I can't answer this without seeing exactly what you are doing. You should get the same results using the Wald test versus testing two nested models. I have seen examples where these are the same. So perhaps there are some defaults that change. If you send the inputs, data, outputs, and your license number to firstname.lastname@example.org, I can take a look at it.
Kihan Kim posted on Wednesday, September 22, 2010 - 9:42 am
I was going to run Wald chi-square difference test with one degree of freedom by constrainting one path (i.e., cc on itv) to 0.
I used the following syntax, but I get the same chi-square value as the model without the MODEL TEST command.

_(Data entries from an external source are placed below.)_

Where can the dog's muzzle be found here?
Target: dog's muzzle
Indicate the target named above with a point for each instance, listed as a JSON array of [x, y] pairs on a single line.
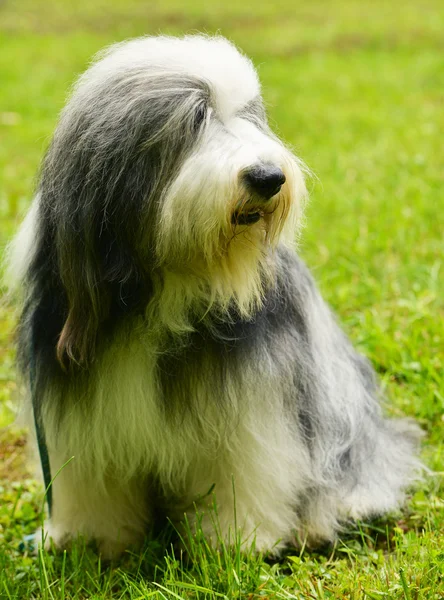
[[263, 181]]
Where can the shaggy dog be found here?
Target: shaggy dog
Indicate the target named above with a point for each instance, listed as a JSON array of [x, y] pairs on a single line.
[[173, 340]]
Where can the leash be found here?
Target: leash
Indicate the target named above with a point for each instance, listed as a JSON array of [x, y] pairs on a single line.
[[40, 433], [28, 544]]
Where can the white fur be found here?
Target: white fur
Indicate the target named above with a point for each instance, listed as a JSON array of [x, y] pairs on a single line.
[[125, 444]]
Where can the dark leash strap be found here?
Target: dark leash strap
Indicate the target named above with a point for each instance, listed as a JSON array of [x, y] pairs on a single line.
[[28, 544], [40, 432]]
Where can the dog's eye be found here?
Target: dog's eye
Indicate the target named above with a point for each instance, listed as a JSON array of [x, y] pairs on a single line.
[[199, 117]]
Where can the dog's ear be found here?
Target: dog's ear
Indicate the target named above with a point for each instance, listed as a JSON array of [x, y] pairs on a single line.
[[97, 205]]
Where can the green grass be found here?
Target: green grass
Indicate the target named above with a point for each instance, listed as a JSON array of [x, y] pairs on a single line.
[[357, 89]]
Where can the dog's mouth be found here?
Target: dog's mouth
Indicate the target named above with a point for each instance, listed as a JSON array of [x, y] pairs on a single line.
[[243, 217]]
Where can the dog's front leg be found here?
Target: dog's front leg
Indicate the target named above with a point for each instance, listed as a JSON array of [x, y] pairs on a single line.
[[111, 512]]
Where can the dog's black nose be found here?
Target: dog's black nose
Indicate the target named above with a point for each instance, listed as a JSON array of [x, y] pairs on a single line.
[[264, 180]]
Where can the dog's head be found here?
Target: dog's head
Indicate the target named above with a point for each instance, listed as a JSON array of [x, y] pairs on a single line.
[[163, 177]]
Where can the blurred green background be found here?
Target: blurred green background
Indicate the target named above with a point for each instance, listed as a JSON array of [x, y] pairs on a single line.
[[357, 89]]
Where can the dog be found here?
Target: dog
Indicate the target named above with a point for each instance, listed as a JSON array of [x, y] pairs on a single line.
[[176, 350]]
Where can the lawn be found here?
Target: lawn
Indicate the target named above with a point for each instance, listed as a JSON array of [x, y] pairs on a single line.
[[357, 88]]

Is there anything wrong in my syntax?
Model: dv3 on dc cc;
dc on itv ts pd cent form12;
cc on itv(p1) ts pd cent form12;
dc with cc;
itv with ts cent form12 pd; ts with cent form12 pd; cent with form12 pd; form12 with pd;
Hello, I would like to know if I can use the MODEL TEST command to compare the strength of two different path coefficients predicting the same outcome. I am worried that if the two predictors have a different scale of measurement, then constraining them to equality may not be meaningful, if the constraint applies to unstandardized path coefficients. But if the test allows to compare the strength of the standardized coefficients for the two paths, then this strategy seems OK. Thanks for your help.